BiosanaPharma has received permission from the Australian Bellberry Human Research Ethics Committee HREC to start a phase I clinical trial of their first pipeline product. The trial consists of a bioequivalence double-blind, randomized, two-parallel-group phase I study of a humanized anti-immunoglobulin E monoclonal antibody ‘BP001’ as lyophilized powder formulation compared with the standard omalizumab (Xolair®) lyophilized powder formulation in healthy male volunteers.
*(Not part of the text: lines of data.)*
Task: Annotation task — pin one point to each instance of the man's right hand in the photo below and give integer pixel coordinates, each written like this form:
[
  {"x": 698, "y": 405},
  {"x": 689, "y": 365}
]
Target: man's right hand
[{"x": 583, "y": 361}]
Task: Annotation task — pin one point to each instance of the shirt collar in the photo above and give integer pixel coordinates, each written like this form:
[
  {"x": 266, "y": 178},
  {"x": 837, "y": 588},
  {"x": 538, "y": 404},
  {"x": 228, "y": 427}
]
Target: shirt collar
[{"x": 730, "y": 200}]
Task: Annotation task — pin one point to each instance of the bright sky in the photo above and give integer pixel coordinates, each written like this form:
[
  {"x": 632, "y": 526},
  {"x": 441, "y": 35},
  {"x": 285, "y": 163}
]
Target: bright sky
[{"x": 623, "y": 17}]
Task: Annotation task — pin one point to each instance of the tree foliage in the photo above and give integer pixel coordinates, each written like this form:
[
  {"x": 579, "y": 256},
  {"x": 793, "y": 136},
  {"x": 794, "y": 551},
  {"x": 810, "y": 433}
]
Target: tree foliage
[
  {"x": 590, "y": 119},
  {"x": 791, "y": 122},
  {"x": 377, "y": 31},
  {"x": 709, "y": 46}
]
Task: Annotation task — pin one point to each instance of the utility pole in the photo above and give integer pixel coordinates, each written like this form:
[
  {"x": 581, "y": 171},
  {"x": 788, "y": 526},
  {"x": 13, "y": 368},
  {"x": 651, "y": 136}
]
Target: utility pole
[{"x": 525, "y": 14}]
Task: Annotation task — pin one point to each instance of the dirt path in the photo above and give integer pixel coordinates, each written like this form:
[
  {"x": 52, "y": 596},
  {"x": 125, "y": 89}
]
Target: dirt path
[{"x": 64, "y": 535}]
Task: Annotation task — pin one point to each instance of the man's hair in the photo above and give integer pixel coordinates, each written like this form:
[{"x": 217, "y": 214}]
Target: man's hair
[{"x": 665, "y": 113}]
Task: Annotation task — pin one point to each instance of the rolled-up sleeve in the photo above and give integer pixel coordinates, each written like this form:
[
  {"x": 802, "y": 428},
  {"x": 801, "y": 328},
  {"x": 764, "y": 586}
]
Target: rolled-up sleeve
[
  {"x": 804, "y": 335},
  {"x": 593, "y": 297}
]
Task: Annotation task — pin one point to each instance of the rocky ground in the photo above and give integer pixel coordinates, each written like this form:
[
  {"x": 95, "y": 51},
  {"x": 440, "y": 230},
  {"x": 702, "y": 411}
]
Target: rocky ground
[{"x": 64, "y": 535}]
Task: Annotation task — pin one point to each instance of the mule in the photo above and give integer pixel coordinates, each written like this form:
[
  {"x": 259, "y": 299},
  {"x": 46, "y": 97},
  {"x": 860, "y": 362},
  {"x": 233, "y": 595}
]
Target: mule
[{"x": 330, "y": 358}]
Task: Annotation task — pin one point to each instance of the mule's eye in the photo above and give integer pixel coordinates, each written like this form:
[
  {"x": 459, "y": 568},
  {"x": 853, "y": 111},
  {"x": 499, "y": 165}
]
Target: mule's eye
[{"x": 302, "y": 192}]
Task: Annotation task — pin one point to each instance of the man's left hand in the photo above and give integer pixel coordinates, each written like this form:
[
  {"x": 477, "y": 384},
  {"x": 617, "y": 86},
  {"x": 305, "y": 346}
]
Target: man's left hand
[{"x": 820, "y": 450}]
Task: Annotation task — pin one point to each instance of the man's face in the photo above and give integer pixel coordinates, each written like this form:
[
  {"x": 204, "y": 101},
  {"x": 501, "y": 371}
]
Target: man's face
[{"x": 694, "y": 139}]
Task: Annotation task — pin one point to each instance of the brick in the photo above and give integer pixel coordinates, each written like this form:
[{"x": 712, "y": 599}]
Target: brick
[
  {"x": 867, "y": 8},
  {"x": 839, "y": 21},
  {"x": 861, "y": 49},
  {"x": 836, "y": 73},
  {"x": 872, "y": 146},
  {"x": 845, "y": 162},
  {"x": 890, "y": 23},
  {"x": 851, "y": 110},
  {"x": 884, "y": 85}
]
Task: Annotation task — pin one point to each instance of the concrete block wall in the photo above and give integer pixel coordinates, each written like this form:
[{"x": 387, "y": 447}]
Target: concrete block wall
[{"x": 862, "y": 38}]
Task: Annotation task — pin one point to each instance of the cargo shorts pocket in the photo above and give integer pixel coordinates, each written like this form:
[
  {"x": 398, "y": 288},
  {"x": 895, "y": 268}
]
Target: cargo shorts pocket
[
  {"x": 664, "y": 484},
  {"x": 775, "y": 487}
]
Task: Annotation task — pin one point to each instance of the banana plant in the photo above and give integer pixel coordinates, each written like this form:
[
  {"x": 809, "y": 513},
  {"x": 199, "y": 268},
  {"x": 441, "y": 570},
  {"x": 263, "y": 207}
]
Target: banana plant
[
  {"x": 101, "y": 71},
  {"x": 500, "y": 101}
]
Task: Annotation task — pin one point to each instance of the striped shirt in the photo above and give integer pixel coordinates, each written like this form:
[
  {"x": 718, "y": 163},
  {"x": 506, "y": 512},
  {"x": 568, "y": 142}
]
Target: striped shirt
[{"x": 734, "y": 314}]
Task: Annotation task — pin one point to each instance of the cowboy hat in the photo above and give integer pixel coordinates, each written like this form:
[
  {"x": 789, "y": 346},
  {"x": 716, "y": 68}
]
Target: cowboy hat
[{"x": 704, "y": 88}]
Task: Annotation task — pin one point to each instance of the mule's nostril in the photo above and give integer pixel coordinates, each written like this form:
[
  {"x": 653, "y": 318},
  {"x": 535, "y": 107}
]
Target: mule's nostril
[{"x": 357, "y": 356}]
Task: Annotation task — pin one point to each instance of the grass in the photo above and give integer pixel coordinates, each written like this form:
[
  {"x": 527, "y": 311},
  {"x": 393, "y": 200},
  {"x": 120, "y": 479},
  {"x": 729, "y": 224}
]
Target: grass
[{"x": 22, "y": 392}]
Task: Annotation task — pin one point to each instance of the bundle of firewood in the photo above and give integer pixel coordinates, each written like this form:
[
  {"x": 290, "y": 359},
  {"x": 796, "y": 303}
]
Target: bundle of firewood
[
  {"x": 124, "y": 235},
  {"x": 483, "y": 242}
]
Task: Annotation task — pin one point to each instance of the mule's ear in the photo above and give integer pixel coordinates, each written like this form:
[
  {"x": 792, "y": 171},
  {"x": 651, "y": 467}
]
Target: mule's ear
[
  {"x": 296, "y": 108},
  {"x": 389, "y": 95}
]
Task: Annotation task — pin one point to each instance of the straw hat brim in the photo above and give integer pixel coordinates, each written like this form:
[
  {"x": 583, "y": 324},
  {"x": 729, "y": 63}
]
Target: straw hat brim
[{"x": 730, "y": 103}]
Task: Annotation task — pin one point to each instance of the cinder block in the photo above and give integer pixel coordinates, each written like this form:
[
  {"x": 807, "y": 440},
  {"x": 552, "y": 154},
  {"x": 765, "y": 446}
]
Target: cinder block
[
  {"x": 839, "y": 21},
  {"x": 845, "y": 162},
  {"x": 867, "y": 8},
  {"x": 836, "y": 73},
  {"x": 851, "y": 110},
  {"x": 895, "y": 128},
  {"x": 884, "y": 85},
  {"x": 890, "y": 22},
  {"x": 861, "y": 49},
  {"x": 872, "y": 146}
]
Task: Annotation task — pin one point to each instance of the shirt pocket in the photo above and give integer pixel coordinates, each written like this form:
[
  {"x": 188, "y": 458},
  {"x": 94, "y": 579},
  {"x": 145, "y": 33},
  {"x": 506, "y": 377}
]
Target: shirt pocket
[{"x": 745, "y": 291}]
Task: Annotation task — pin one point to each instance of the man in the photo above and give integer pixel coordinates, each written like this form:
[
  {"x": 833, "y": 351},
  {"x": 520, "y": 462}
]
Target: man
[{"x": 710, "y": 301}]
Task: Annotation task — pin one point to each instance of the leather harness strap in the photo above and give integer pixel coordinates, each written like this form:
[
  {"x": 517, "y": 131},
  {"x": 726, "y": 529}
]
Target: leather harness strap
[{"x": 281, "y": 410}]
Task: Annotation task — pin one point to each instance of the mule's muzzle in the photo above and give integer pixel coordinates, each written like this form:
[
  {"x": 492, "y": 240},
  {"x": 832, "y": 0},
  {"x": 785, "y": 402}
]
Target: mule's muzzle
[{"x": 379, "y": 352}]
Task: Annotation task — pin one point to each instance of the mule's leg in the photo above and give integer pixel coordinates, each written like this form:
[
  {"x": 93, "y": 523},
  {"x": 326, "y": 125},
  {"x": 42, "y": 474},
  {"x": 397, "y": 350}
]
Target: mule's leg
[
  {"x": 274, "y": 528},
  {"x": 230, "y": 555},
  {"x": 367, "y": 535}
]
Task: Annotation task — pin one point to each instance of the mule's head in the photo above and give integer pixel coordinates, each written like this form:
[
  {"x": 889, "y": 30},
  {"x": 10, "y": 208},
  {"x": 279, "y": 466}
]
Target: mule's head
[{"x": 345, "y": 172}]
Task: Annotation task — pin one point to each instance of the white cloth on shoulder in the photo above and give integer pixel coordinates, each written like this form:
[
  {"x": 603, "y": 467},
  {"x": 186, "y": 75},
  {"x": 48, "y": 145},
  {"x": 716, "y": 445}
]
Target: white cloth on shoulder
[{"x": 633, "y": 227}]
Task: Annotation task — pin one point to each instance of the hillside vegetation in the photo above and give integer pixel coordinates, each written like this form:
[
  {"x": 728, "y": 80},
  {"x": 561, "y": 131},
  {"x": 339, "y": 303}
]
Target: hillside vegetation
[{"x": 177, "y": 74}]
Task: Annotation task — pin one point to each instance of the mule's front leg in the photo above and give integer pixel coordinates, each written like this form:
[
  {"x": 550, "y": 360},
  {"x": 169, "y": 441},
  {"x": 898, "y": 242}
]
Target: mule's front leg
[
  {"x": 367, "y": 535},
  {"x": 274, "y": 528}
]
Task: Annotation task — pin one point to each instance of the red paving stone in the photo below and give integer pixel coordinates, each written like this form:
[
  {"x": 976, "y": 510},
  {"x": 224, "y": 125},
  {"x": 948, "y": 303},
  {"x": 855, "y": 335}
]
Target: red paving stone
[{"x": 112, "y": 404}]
Prior to the submission of the Investigative Brochure to the HREC an extensive comparability exercise was performed between BP001 and Xolair®, indicating functional, binding and structural similarity between the two molecules. This extensive laboratory exercise was also sufficient for Biosana to obtain a waiver for preclinical studies in animal models from the EMA.

The Phase I trial is expected to be concluded and fully reported in Q4 2019.

Ard Tijsterman, CEO of BiosanaPharma: “We are extremely happy and proud that we’ve been able to develop our first biosimilar product, produced by our innovative ‘3C process’, the first fully continuous process to deliver a product entering phase I. We will start negotiations with potential marketing & sales partners now to perform phase III studies and secure future global distribution of the product.”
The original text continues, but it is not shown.